In 1940 Ricketts and Steinbeck journeyed to the Sea of Cortez (Gulf of California) in a chartered fishing boat to collect invertebrates for the scientific catalog in their book, Sea of Cortez. Also in 1940, Ricketts began a relationship with Eleanor Susan Brownell Anthony "Toni" Solomons Jackson, who became his common-law wife. As Steinbeck's secretary, Toni helped edit The Log From the Sea of Cortez. Toni, who had attended the University of California, Los Angeles, was the daughter of Katherine Gray Church and Theodore Solomons, an explorer and early member of the Sierra Club, who had discovered and defined the John Muir Trail. Jackson and her young daughter Katherine Adele moved in with Ricketts and lived with him until 1947. In addition to Steinbeck, their circle of friends included the novelist and painter, Henry Miller, and the mythologist, writer and lecturer, Joseph Campbell.

Later, in March 1948 in New York City, Jackson married Dr Benjamin Elazari Volcani, a renowned microbiologist she had met while he was working with the famous microbiologist C. B. van Niel (a student of Albert Kluyver's) at Stanford University's Hopkins Marine Station in Monterey in 1943.

During World War II, Ricketts again served in the army, this time as a medical lab technician; he was drafted in October 1942, missing the age cut-off by days. During his service, he kept collecting marine life and compiling data. His son was drafted in 1943.

In 1945, Steinbeck's novel Cannery Row was published. Ricketts, the model for "Doc," became a celebrity, and tourists and journalists began seeking him out. Steinbeck portrayed "Doc" (and thus, Ricketts) as a many-faceted intellectual who was somewhat outcast from intellectual circles, a party-loving drinking man, in close touch with the working class and with the prostitutes and bums of Monterey's Cannery Row. Steinbeck wrote of "Doc": "He wears a beard and his face is half Christ and half satyr and his face tells the truth."

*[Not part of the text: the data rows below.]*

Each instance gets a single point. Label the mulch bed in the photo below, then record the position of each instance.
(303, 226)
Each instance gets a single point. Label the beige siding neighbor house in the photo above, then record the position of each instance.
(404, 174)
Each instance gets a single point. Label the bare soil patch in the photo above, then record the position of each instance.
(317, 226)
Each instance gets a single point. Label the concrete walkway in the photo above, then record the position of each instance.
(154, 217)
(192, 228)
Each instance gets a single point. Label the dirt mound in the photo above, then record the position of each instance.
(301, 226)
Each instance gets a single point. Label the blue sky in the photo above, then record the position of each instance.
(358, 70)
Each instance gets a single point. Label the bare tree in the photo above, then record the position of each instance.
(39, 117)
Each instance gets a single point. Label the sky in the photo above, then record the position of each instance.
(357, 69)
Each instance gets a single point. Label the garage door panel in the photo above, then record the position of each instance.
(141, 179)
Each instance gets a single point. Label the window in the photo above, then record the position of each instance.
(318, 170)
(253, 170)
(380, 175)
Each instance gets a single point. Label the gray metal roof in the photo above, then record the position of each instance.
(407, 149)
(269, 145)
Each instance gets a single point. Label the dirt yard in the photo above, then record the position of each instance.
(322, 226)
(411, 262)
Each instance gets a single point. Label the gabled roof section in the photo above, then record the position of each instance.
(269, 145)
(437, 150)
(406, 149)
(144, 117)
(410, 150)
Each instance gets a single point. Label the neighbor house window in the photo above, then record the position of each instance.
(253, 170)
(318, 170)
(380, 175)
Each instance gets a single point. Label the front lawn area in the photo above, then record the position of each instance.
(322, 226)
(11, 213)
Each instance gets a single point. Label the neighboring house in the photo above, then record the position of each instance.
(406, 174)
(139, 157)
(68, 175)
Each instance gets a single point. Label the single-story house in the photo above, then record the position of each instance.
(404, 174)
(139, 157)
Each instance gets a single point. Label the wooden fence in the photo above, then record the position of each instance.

Steinbeck's caricature was largely true, but incomplete and somewhat misleading. Ricketts himself read it with exasperation, by all accounts, but ended saying that it could not be criticized because it had not been written with malice. Ricketts was also portrayed as "Doc" in Sweet Thursday, the sequel to Cannery Row; as "Friend Ed" in Burning Bright; as "Doc Burton" in In Dubious Battle; as Jim Casy in The Grapes of Wrath; and as "Doctor Winter" in The Moon is Down.

In September 1946, Ricketts' daughter Nancy Jane had a son, making Ricketts a grandfather. That same year, his stepdaughter Kay's health deteriorated due to a brain tumor; she died the following year, on October 5, 1947. Kay's mother Toni, overwhelmed with grief, left Ricketts.

Just a few weeks later, Ricketts met Alice Campbell, a music and philosophy student half his age. In early 1948 they "married," though the marriage was not valid because Ricketts had never legally divorced Nan.

In 1948, Ricketts and Steinbeck planned together to go to British Columbia and write another book, The Outer Shores, on the marine life north towards Alaska. Ricketts had already done most of the needed research on previous trips, and he gave Steinbeck the typescripts for these, as he had done previously with The Sea of Cortez

A week before the planned expedition, on May 8, 1948, as Ricketts was driving across the railroad tracks at Drake Avenue, just uphill from Cannery Row, on his way to dinner after his day's work, a Del Monte Express (passenger train) hit his car. He lived for three days, conscious at least some of the time, before dying on May 11.

A life-size bust of Ricketts, at the site of the long-defunct rail crossing, commemorates the biologist-philosopher who inspired novelist John Steinbeck and mythologist Joseph Campbell. Passers-by often pick nearby flowers and place them in the statue's hand.